I think being aware of it is great but we do not want to become paranoid. I know if I am in a room where the air-conditioning is very cold I often cross my arms and then immediately think it will be taken that I am bored or skeptical. So I think there are cases where people do things for different reasons. Mind you I have also been up the front presenting on occasions where someone in the front row has their arms crossed and it is discerning.
A great post Kumar and a topic I love.
Kumar…thank you so much for this! I have to admit…I slouch, and I sometimes get distracted and look elsewhere. That’s the introvert tendency in me, and I really have to work on it very diligently. These tips are so important for business owners because we are constantly in front of people who we don’t know.
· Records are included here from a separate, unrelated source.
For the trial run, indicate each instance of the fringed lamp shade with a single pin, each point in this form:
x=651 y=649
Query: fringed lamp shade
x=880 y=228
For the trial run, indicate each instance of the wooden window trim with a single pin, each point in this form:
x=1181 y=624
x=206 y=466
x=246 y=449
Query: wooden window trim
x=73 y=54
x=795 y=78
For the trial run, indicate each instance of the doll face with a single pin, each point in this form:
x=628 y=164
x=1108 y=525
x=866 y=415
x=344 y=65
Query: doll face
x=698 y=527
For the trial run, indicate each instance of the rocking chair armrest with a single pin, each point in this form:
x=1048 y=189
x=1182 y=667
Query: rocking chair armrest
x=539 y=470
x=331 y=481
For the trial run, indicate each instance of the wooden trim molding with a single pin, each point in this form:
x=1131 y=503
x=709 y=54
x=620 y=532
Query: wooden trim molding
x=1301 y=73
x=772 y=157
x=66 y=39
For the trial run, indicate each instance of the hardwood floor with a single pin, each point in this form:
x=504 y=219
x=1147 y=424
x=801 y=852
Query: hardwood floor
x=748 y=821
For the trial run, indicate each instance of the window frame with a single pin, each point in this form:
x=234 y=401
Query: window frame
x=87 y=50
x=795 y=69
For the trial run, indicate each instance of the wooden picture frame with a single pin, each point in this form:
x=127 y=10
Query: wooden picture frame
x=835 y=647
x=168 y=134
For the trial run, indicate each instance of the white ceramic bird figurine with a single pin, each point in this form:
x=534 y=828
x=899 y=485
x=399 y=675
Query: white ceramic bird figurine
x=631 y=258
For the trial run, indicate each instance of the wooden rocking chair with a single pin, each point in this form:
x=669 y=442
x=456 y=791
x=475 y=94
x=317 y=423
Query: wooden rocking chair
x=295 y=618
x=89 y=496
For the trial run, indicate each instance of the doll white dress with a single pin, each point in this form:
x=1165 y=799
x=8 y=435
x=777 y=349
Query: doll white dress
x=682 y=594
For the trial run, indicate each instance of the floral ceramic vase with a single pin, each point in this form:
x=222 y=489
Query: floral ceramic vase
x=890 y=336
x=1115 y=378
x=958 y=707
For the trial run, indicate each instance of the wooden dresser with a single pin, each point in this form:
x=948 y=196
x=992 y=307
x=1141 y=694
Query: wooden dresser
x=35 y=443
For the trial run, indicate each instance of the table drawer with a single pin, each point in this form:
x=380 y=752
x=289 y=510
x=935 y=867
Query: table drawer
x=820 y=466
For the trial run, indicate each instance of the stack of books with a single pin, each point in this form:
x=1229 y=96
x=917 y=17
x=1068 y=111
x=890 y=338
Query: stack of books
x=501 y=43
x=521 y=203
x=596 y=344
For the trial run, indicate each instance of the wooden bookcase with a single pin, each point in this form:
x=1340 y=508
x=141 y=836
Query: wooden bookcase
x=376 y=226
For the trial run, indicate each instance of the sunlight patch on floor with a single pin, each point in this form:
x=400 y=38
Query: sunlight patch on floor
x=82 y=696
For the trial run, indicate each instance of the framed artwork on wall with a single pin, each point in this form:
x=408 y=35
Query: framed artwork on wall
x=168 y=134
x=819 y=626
I will most certainly take your advice to heart!
Great article, friend!
You are very welcome and I am so glad to know you found these tips practical and helpful.
Yes, we are constantly in front of people and it’s very important that we watch our own body posture carefully and intentionally.
Thank you for dropping by and sharing your thoughts!
Great post, I am sooooo guilty of doing the crossed arms! I’m not sure why since I know it sends out a very closed off perception, and I’m a VERY open minded person! Sometimes I think it takes more work to be neutral than to actually use poor body language!
I love this article. It has so much information that I and use. I just have such a hard time with understanding body language. I actually own the book What Every Body is Saying – I just have to read it now. 🙂 Regards, Lisa
Thank you Lisa. Glad to know you found the post informative! Have a great Thursday.
I loved this post. These are common things we do everyday but jotting them down in a single post is really a great idea. I had a bad habit of standing with closed arms but when I entered into professional career that habit gradually gone. Enjoyed this post.
Good to hear from you again. Yes, crossed armes is a posture which I have been guilty of using many many times in my own career as well. I guess it is a continuous improvement program that we need to participate in 🙂
Thanks for coming by again! Have a good week.
That’s a good and resourceful post. I am always nervous when I going for any business meeting or other industrial work. I going to try personally and keep you updated. Thank Kumar 🙂
Another great Article Mr.Kumar,
In this competitive world and recently smashed economy requires lot more from candidate. Every employer wants best out of all so right body language will definitely put you ahead.
Overall it was very informative.To put hands on chin or slouching was really new things for me to Be careful!.
Thanks so much for this Kumar, as a team effectiveness advisor,i can attest to the importance of these non-verbal cues. I wanted to also recommend a great new resource four your readers. Power Cues by @drNickMorgan was published this month by Harvard Business. It’s really insightful and valuable on these topics.
Kumar I’m 100% agree with you and its very true. Last month I give an interview in a multinational office but I disqualified. And I know later the only reason is my body language which is very important than words. Love your reading Kumar and which is very helpful for my next interview as well. Thanks Kumar and I will come again for better reading.